Two of the things that I really appreciate about my mom are her love of holidays and her love of sending cards. My mom likes to celebrate everything (which I’m thinking might be genetic, based on my daughter’s love of “celebrations”). If I had to pick one, I would say that Christmas is probably her favorite holiday, but Valentine’s Day and the Fourth of July would be tied for second. Judging by the amount of singing animals dressed in different holiday outfits in my house, you could say that she falls right into the target audience for Hallmark and just can’t pass a holiday display without stocking up. But I honestly think that what she really likes is getting people together to celebrate, and spreading holiday cheer through the mail for those who can’t make it. She is definitely a grandmother; she sends everything that she never wanted in her own house. And she truly can’t wait for the phone call to hear how psyched the kids are about the singing chickens (by the way, those chickens have been celebrating Easter around here all year long!) and oversized chocolate lollipops.

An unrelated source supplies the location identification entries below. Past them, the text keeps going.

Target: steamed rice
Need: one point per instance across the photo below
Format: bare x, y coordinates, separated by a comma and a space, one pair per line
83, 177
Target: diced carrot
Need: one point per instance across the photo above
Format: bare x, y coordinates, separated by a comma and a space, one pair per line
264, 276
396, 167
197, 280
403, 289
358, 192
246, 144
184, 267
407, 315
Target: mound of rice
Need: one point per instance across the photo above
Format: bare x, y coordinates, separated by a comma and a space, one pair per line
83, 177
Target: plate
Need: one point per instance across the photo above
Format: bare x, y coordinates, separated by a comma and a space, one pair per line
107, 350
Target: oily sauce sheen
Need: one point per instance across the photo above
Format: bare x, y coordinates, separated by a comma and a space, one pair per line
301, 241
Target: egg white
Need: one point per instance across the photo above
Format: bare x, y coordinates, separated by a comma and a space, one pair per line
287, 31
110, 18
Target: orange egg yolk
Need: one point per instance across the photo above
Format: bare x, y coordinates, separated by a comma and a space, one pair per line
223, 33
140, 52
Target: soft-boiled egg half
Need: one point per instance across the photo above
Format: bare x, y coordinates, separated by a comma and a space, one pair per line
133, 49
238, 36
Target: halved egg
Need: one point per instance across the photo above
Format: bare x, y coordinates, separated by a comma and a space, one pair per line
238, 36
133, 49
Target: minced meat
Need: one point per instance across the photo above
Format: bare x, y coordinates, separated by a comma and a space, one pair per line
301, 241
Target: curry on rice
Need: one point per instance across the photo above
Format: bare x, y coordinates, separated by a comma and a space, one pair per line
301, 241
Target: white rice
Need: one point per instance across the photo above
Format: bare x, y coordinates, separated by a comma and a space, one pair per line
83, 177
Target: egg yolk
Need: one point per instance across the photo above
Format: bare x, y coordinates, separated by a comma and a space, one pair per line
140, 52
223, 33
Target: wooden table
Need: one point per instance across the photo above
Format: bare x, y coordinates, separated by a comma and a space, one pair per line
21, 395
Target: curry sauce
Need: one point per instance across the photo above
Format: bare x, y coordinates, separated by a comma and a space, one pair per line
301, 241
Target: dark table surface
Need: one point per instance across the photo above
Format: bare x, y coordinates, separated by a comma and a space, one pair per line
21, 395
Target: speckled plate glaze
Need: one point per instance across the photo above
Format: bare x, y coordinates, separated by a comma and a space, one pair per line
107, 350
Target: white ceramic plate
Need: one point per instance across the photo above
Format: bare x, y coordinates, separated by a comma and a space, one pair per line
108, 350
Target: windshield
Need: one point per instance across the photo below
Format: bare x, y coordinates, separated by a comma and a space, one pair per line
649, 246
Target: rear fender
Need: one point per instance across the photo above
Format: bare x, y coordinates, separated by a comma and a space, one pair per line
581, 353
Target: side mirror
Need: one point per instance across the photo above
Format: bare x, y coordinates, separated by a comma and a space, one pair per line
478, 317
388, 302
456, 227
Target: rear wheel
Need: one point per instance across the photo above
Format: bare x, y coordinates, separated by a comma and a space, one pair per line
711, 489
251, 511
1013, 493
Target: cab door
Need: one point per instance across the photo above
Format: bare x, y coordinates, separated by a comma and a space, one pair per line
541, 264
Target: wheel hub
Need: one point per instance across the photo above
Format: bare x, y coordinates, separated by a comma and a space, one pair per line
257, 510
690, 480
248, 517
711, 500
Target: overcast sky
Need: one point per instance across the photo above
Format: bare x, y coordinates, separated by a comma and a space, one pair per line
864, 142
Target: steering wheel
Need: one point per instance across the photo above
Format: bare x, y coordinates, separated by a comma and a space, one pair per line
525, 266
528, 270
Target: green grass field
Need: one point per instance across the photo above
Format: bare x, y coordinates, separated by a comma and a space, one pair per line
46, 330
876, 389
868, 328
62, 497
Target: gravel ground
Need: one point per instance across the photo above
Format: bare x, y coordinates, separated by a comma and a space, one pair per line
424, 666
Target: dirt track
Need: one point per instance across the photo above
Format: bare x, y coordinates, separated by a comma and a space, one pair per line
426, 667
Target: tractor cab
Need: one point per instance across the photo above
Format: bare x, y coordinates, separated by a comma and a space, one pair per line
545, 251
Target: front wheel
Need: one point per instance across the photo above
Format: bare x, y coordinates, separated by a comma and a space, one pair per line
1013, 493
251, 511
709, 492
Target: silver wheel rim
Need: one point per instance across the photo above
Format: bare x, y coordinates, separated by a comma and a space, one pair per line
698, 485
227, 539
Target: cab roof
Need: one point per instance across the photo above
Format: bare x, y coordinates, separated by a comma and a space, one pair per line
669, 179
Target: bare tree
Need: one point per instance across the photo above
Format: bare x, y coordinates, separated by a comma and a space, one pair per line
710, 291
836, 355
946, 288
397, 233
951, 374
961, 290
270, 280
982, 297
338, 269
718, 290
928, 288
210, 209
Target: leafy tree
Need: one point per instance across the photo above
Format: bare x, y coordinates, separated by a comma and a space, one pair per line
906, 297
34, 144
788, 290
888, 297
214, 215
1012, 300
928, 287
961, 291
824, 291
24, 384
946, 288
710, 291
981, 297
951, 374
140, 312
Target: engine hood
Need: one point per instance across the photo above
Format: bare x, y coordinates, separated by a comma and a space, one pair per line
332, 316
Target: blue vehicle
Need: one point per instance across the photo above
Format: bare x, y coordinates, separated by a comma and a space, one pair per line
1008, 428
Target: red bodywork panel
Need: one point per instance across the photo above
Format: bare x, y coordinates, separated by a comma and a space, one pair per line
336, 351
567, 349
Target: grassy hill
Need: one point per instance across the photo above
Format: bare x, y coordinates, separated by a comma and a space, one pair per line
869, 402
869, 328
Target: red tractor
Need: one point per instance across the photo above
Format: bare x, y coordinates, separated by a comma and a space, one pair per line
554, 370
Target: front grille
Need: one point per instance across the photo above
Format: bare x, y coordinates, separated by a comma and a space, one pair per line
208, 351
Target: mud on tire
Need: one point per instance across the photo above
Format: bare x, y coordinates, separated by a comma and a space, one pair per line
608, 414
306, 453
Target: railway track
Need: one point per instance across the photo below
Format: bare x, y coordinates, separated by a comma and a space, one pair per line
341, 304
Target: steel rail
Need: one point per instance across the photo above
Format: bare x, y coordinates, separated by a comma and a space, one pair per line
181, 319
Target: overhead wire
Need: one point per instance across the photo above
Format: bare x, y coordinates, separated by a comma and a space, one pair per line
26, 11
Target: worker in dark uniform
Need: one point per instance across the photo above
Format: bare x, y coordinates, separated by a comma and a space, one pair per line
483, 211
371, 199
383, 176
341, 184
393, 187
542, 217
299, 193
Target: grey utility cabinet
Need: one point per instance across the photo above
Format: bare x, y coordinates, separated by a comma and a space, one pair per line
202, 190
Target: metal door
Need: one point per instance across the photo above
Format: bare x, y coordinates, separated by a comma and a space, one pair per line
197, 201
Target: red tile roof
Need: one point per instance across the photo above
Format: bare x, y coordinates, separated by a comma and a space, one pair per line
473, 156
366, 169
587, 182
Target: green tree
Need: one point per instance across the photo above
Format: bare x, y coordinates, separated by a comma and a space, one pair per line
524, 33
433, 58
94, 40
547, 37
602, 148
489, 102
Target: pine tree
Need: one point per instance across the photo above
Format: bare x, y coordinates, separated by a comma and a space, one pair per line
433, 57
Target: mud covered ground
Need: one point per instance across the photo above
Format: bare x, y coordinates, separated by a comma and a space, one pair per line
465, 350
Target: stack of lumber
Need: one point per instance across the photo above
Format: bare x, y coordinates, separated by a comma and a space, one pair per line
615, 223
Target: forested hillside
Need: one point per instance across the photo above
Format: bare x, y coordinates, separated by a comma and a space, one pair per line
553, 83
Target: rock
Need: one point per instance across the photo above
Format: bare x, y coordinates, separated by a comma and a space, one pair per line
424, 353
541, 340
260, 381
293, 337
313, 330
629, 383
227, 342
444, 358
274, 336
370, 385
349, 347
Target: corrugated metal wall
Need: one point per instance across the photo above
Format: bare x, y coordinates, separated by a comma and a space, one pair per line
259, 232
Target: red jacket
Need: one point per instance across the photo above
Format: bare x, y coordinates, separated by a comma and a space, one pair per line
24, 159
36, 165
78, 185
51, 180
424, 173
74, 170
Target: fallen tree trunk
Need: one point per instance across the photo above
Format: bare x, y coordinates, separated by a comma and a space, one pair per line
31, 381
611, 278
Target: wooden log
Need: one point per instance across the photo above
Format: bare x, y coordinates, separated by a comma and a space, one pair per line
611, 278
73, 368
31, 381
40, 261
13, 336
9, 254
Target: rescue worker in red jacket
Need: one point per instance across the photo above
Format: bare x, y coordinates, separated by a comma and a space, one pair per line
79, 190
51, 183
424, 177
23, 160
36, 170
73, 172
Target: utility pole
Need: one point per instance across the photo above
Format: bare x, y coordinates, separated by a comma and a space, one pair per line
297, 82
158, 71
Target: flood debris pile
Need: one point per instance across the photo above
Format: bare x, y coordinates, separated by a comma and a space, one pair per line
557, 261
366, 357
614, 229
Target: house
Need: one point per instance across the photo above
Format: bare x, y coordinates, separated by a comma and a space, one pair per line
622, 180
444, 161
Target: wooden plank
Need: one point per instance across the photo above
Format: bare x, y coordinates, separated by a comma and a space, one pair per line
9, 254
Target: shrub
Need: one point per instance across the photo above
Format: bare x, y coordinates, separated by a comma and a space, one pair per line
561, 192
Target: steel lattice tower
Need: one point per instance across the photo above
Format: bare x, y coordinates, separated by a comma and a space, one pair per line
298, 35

I remember our Valentine’s Day celebrations growing up. We would arrive to the breakfast table to find a card and a small present for each of us (except the year that we got plane tickets to Disney World…that was BIG). While most of my friends’ families didn’t really celebrate Valentine’s Day as a family, I believe it helped us to appreciate one another. For years, my brother and I never worried about having an actual Valentine, because we always sent a funny one to each other. I would love for my kids to grow up knowing that they will always get a little “Valentine cheer” from one another, no matter where life takes them.
I listened in as my husband helped my daughter start making her Valentines this morning. He stood back and offered to help if she needed it, but she knew what she was doing. Each one has a very specific design, and she clearly stated the recipient of each one as she made them. We could see the excitement I her eyes as she worked.
I often hear people lamenting February 14th. It seems the cool thing to do is to say, “Valentine’s Day is just a Hallmark holiday”. In some respects, I guess this is true. What started out as a day to commemorate a couple of Christian martyrs later morphed into a celebration of romantic love via hand written cards. Today the greeting card industry takes most of the credit, and the makers of E-cards make up the slack for those who forget to buy the cards on time. But at it’s core (when you strip away the endless advertising and singing bears), isn’t it just a day to show a little extra appreciation to your loved ones? I struggle to find the negative in that.
In fact, I’m really excited for it. The heart shaped cookie cutters are clean and ready for use next weekend. The small gifts have been purchased and the cards headed for the East coast are ready for mailing (much like my mom, I love the idea of brightening someone’s day with a simple card in the mail). I love my husband and my kids more than I can even describe, and I certainly don’t need a special day to tell them that (like my daughter said, we say it every day), but I look forward to our little Valentine love fest before my daughter heads off to preschool and my husband disappears into the studio. If there’s a reason to celebrate, why not do it?
And I can’t wait to see what the kids create for me…while they are constantly making pictures and other creations, the “secret surprises” are always much appreciated.
I feel good about taking a day to teach my kids to slow down and appreciate one another. They already have a great little bond forming, and I truly hope that they will remain best buddies throughout their lives. The world can be an overwhelming place, I like the idea of focusing on family every chance I get.
What do you think? Is Valentine’s Day just another Hallmark take-over or is it really a chance to share the love?